Like other production-car-turned-race-cars, the I-Pace has been modified for the brutal stresses of racing: Interior stripped and replaced with a roll cage. Brakes upgraded. Removable, racing steering wheel. Lightweight, carbon-fiber body panels. Rear wing.
Of biggest concern is thermal management of the battery. Rather than one cooling system as on the production car, the racing I-Pace has been outfitted with separate chill systems for the battery and electric motor.
Driver Sellars says that the team only runs the battery down to 25-30% of capacity in order to preserve its life over a full season. The more expensive Formula E battery, in contrast, is run to the limit every race.
Then there is the issue of racing an SUV.
NASCAR race cars are notoriously heavy at 3,500 pounds, but they are bespoke race cars engineered from the ground up to do nothing but. A 4-cylinder front-wheel-drive Toyota Camry, for example, shares nothing with a V-8 powered rear-wheel drive Camry NASCAR.
Even when lowered 40mm and outfitted with carbon-fiber panels, the I-Pace is a high-riding 4,409-pound stagecoach. Around the tight Brooklyn circuit, it’s a handful for drivers.
“The weight of the car creates issues,” says Team RLL driver Sellars, who crashed in practice. “It’s hard to do a good lap in the confines of the walls.”
Before 12,000 spectators in Brooklyn, the Formula E and I-Pace racers put on a silent, competitive show. Racing on street tires with top speeds of just 135 mph, the electric cars aren’t nearly as quick as the IndyCars and sport GTs that defy physics around Detroit’s Belle Isle Grand Prix each year.
But IndyCar veteran Rahal loves the spectacle. After all, he’s a Jaguar dealer as well as a race team owner.
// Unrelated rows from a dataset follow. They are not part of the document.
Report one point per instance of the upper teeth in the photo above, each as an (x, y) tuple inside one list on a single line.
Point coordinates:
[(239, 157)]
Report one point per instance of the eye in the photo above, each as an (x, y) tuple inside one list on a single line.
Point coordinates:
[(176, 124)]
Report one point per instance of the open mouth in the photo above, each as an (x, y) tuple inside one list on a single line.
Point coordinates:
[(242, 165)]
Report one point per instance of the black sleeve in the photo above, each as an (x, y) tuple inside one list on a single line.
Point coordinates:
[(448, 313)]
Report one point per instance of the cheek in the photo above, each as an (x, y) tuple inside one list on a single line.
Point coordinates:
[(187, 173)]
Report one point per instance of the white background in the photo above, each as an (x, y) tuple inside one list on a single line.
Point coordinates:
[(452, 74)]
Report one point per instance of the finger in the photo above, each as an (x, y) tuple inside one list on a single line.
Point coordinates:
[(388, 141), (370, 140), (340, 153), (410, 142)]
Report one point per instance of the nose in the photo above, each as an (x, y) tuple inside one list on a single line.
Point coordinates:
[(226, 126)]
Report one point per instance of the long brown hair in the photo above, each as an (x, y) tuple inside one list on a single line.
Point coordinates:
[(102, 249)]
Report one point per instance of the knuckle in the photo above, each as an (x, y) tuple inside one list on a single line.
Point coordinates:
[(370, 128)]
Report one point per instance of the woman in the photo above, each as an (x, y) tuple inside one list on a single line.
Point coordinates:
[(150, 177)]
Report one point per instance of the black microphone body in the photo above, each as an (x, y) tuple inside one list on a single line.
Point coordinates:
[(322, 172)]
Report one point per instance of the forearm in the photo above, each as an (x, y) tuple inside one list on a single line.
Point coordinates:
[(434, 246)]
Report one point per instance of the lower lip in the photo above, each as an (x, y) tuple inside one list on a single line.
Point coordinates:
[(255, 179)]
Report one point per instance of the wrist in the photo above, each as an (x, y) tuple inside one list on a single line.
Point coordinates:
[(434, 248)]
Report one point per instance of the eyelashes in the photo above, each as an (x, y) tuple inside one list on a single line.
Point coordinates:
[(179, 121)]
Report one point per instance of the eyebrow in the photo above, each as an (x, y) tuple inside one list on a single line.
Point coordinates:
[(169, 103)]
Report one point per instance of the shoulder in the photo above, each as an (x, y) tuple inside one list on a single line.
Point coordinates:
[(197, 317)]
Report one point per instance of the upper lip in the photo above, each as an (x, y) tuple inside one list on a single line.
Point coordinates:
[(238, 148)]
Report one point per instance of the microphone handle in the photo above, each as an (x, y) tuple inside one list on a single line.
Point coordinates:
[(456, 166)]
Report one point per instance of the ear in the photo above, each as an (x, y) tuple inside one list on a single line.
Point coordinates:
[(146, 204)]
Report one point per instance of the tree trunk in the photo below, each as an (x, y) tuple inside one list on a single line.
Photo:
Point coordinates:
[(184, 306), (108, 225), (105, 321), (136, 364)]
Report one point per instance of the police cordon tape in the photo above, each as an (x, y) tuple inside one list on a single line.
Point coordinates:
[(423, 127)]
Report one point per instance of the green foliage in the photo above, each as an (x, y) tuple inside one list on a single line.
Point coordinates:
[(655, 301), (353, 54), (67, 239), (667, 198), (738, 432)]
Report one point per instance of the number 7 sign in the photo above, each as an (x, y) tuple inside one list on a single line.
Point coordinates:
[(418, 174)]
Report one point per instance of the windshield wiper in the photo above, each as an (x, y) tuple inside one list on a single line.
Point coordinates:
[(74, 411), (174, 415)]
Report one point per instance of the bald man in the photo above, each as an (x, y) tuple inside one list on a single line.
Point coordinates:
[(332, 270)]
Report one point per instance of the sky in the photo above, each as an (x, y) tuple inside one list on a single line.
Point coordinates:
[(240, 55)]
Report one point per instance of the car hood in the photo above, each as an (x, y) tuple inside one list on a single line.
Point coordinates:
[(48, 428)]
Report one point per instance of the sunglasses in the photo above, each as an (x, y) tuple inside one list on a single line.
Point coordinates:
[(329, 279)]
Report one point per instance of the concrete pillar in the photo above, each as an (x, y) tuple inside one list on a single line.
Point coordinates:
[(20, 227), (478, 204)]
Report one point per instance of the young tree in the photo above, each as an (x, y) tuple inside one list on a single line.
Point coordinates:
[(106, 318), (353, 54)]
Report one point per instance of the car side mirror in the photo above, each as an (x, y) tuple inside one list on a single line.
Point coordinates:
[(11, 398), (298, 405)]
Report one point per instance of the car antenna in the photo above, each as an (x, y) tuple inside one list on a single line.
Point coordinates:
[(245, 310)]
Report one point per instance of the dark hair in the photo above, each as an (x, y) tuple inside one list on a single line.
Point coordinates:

He says the race series increases the profile of the I-Pace and brings new people into his showroom. He sells every I-Pace the factory sends him.
“I have no doubt that there are lessons that are coming over the course of the year about the challenges that electrically-powered cars offer,” he says. “You’re driving the car hard in a pretty confined area, so I would to think the Jaguar engineers are getting insight into how the systems are performing and how they can be better.”
Porsche and Mercedes will join the Formula E show next year, while the Jaguar eTrophy series appears destined for a sophomore run. Manufacturer interest has so far come from Europe and China, where governments are mandating EVs. In England, gas-powered company cars are taxed at 30% of value while EVs are tax-exempt.
“Everyone is massively intrigued by it because it is new and exciting,” says Jaguar eTrophy driver Katherine Legge. “It’s the future of automobiles whether buses or cars. I don’t think we’re going to get rid of internal combustion engines, but battery-powered vehicles will be more prominent. It’s cool to be at the forefront.”